Content-addressable search through collections of many audio files (thousands) or lengthy audio files (hours) is an ongoing research area. In this work, we develop and apply cutting edge techniques in machine learning, signal processing and interface design. This is part of a collaboration with the University of Rochester AIR lab and is supported by the National Science Foundation. Representative recent projects in this area are below. For further publications in this area, see our publications page.

  • ISED logo


    Interactive Sound Event Detector (I-SED) is a human-in-the-loop interface for sound event annotation that helps users label sound events of interest within a lengthy recording quickly.

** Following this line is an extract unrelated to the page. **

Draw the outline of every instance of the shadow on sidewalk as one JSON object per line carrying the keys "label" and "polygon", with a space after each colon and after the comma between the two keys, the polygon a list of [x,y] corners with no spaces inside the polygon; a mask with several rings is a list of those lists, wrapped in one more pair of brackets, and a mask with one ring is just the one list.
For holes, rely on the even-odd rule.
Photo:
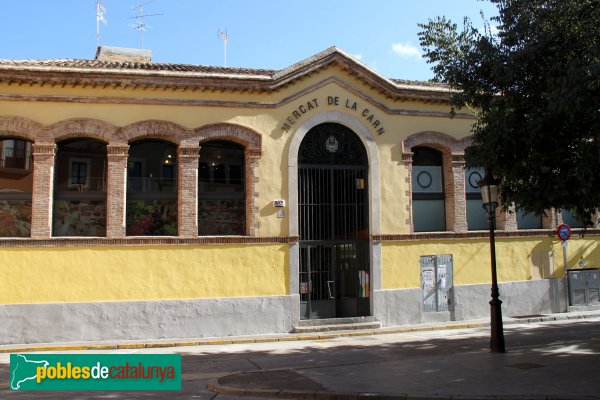
{"label": "shadow on sidewalk", "polygon": [[[0,398],[6,399],[213,399],[209,380],[243,389],[323,392],[440,394],[464,390],[466,396],[502,395],[527,388],[522,395],[553,398],[600,398],[600,323],[505,328],[506,354],[489,352],[488,328],[345,339],[236,345],[227,353],[210,346],[203,353],[182,354],[181,392],[9,392],[8,365],[0,365]],[[473,333],[483,333],[475,336]],[[402,341],[400,341],[402,340]],[[382,343],[382,341],[384,341]],[[282,342],[279,342],[282,343]],[[265,349],[265,346],[269,347]],[[253,349],[253,347],[257,347]],[[151,352],[151,351],[150,351]],[[239,372],[263,372],[239,374]],[[234,375],[238,373],[237,375]],[[496,374],[488,382],[489,374]],[[482,387],[484,392],[475,388]],[[360,390],[362,388],[362,390]],[[561,389],[562,388],[562,389]],[[345,390],[344,390],[345,389]],[[380,389],[380,390],[373,390]],[[420,391],[415,391],[420,389]],[[540,391],[542,390],[542,391]],[[565,393],[567,395],[565,395]],[[485,393],[484,393],[485,394]],[[562,397],[561,397],[562,396]],[[218,395],[216,400],[226,399]]]}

The annotation is performed by a collaboration between a user and a machine.

  • Hierarchical Prototypical Networks

    Leveraging Hierarchical Structures for Few-Shot Musical Instrument Recognition

    In this work, we exploit hierarchical relationships between instruments in a few-shot learning setup to enable classification of a wider set of musical instruments, given a few examples at inference.

  • Voogle logo


    Voogle is an audio search engine that lets users search a database of sounds by vocally imitating or providing an example of the sound they are searching for.